Kerodon

$\Newextarrow{\xRightarrow}{5,5}{0x21D2}$ $\newcommand\empty{}$
$\Newextarrow{\xhookrightarrow}{10,10}{0x21AA}$

Notation 2.4.7.6. Let $W$ be a Coxeter group with identity element $1$. We let $M_0(W)$ denote the free monoid generated by the set $W \setminus \{ 1\} $. We will identify the elements of $M_0(W)$ with finite sequences $\overrightarrow {w} = ( w_1, w_2, \ldots , w_ n )$, where each $w_{i}$ is an element of $W \setminus \{ 1\} $. We will say that $\overrightarrow {v}$ is a refinement of $\overrightarrow {w}$ if there exists a strictly increasing sequence of integers $0 = i_0 < i_1 < \cdots < i_ n = m$ having the property that

\[ w_ j = v_{ i_{j-1} + 1 } v_{ i_{j-1} + 2} \cdots v_{ i_ j } \]
\[ \ell (w_ j) = \ell (v_{ i_{j-1} + 1 }) + \ell ( v_{ i_{j-1} + 2}) + \cdots + \ell ( v_{ i_ j } ) \]

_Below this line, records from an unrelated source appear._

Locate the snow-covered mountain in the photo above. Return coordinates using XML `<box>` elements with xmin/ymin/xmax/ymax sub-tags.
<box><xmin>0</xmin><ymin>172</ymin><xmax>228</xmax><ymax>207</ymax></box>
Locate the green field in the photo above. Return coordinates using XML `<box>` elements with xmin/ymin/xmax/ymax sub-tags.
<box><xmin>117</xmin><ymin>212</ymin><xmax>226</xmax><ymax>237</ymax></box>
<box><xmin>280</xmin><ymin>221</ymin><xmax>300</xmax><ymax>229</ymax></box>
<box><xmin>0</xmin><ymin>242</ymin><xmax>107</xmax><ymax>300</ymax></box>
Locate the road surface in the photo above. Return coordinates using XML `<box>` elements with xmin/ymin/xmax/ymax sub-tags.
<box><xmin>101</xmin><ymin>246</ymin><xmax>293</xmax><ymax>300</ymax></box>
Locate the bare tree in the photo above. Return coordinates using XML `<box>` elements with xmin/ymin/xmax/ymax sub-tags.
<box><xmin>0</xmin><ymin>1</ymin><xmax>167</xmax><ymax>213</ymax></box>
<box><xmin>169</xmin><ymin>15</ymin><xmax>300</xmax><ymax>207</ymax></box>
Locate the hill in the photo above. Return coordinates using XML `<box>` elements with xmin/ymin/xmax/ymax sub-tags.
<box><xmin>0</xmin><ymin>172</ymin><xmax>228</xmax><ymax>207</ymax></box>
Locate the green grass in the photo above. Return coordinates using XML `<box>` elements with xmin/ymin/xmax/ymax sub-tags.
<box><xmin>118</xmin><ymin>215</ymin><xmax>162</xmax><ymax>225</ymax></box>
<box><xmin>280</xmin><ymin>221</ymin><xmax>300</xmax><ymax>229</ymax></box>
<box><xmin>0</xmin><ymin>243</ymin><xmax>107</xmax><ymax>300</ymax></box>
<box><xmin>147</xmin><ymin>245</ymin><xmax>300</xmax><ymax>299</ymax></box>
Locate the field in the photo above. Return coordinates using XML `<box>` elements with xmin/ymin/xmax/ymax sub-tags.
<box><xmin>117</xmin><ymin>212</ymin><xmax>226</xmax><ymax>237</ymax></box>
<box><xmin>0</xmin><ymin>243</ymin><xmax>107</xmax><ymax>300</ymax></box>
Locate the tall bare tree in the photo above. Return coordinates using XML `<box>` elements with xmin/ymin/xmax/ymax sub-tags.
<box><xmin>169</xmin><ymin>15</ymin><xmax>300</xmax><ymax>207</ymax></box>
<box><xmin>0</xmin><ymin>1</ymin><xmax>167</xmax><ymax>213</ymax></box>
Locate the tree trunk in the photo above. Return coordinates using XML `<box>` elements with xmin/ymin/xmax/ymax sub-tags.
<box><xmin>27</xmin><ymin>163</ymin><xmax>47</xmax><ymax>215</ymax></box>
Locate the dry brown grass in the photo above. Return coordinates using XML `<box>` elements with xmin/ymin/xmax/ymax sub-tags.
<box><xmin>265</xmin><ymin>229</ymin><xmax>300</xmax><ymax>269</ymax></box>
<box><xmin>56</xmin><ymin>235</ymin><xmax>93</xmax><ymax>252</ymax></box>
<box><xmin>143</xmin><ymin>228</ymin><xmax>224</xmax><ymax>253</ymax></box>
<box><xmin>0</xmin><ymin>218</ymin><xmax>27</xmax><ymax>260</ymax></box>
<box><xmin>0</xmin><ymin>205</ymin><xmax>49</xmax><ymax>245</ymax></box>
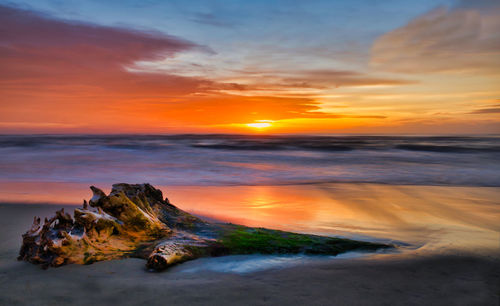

for $1 \leq j \leq n$. We write $\overrightarrow {v} \preceq \overrightarrow {w}$ to indicate that $\overrightarrow {v}$ is a refinement of $\overrightarrow {w}$. Then $\preceq $ determines a partial ordering on the set $M_0(W)$. We denote the nerve of this partially ordered set by $M_{\bullet }(W)$. Note that the multiplication on $M_0(W)$ (given by concatenation) endows $M_{\bullet }(W)$ with the structure of a simplicial monoid.